The American Debate: Politically, a losing war strategy for Obama?
The first task of any chief executive is to secure the support of his followers; this is especially true if he's waging a war. That's what George W. Bush did. Six years ago, he went into Iraq to thunderous applause from his conservative Republican base - which stuck with him for years, long after it became clear that he had hyped the rationale for invasion and failed to win the peace.
By contrast, Obama's imminent dispatch of roughly 30,000 new troops to Afghanistan comes at a time when two-thirds of all Democrats are telling pollsters that the war is not worth fighting. The antiwar liberals who propelled Obama's nascent candidacy are worried that an expanded, costly war will wind up sinking his domestic agenda. Democratic strategists are worried that if the war continues to go badly even with the increase in troops (a distinct possibility), liberals might register their disgust by skipping the 2010 congressional elections, thus trimming or imperiling the Democratic majorities on Capitol Hill.
Looming over this week's troop-hike rollout is the specter of Lyndon Johnson. In 1965, when LBJ launched the first major escalation of U.S. involvement in Vietnam, he enjoyed broad national support (that August, only 24 percent of Americans told pollsters that the war was a mistake), and landslide loyalty from congressional Democrats. But by the winter of 1968, his ambitious domestic agenda was in tatters and the party was torn apart from within.
The irony for Obama is that, in the absence of Democratic support, his decision to expand the war will be applauded primarily by the Republicans; nationwide, 60 percent of Republicans are telling pollsters that the war is worth fighting. GOP leaders will probably praise Obama for giving Gen. Stanley McChrystal most of what he wanted, and they'll be glad that Obama has vowed anew to "finish the job," even though nobody really has a clue what a finished job would actually look like.
Lest we forget, however, these people are not Obama's friends. Six months from now, if his benchmarks for success come up short, or if he starts talking about exit strategies (known, in the new parlance, as "off ramps"), they'll quickly morph him into Jimmy Carter and deride him as a wimp incapable of command. Granted, Bush was the president who invaded the wrong country after 9/11 and put Afghanistan on the back burner, thus bequeathing Obama a mess with few cleanup options - but, hey, that's politics.
All the more reason Obama needs support from his own party. Certainly, some Democrats do support the troop increase as essential to our national security. On a Washington blog, a counterterrorism analyst named Jim Arkedis has urged his fellow Democrats to fall in line: "The president will need his party's understanding and support to succeed. If Democrats fall out over Afghanistan, he won't be able to sustain a coherent policy, and the public will likely lose confidence in the party's ability to manage the nation's security."
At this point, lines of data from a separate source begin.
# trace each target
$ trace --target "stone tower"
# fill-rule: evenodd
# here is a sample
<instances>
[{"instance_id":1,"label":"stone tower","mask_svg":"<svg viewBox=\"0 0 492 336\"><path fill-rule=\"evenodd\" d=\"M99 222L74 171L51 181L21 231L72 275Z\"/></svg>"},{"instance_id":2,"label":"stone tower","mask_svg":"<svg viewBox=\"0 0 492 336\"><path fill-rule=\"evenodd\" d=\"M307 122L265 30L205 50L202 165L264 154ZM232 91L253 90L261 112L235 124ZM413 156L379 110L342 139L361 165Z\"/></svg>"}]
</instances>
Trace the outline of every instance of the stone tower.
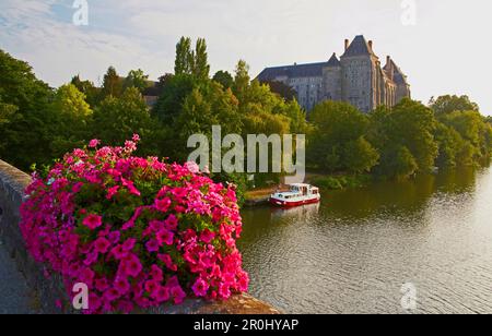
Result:
<instances>
[{"instance_id":1,"label":"stone tower","mask_svg":"<svg viewBox=\"0 0 492 336\"><path fill-rule=\"evenodd\" d=\"M341 56L342 100L352 104L362 111L373 110L377 106L377 69L379 59L373 52L372 41L362 35L352 44L345 40L345 52Z\"/></svg>"},{"instance_id":2,"label":"stone tower","mask_svg":"<svg viewBox=\"0 0 492 336\"><path fill-rule=\"evenodd\" d=\"M321 91L325 99L338 101L342 100L341 79L342 67L337 58L337 55L333 53L326 67L323 69Z\"/></svg>"}]
</instances>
But that's a very tough sell. The majority Democratic sentiment was best expressed the other day by Michael Cohen, a former State Department speechwriter and current think tank scholar. He sought to rebut Arkedis:
"If you want the public to 'lose confidence' in the Democratic Party's ability to manage the nation's security, then, yes, mindlessly supporting a strategically dubious war in Afghanistan . . . is a jolly good idea. I'm getting ready to watch a Democratic president, to whom I've invested a great deal of emotional energy and support, tragically follow this course. But just because the president makes a decision to send more troops into an Afghan quagmire, it most certainly does not mean that his party should blindly follow course."
And his party won't do that. Congressional Democrats are recoiling at the cost of an escalated conflict - Nancy Pelosi remarked the other day that there is "serious unrest in our caucus about can we afford this war" - particularly in the wake of reports that the price tag per soldier is $1 million a year. They don't want to pay for Afghanistan if it means shelving the party's domestic agenda, so some have suggested a solution: a new tax - or "surcharge" - to help finance the wider war.
A new tax on recession-burdened Americans? To pay for a war that at this point barely musters 50 percent support in the national polls? That's a synonym for political suicide, and thus not likely to happen. But the fact that high-ranking Democrats have even floated the idea is proof of the party's restiveness. (The pro-war Republicans would never support such a move, of course. They preferred to finance Iraq in part by borrowing heavily from China.)
The likeliest money scenario, voiced recently by Joint Chiefs of Staff Chairman Mike Mullen, is that Obama's escalated war will require a supplemental funding bill. Oh, the irony: That's precisely how Bush often did his war business, by circumventing the regular defense budget. During the '08 campaign, Obama won liberal hearts by assailing Bush's budgetary tricks and vowing he'd never finance a war that way. We'll see about that.
Obama is surely trying to chart a pragmatic, nonideological course - signaling that Afghanistan (and, most important, its impact on Pakistan) is a vital security interest, while also stressing that the wider war will not be open-ended. But he will need political strength at home to sustain his daunting mission abroad, and I question whether he can succeed if the liberal base begins to wonder whatever happened to hope and change.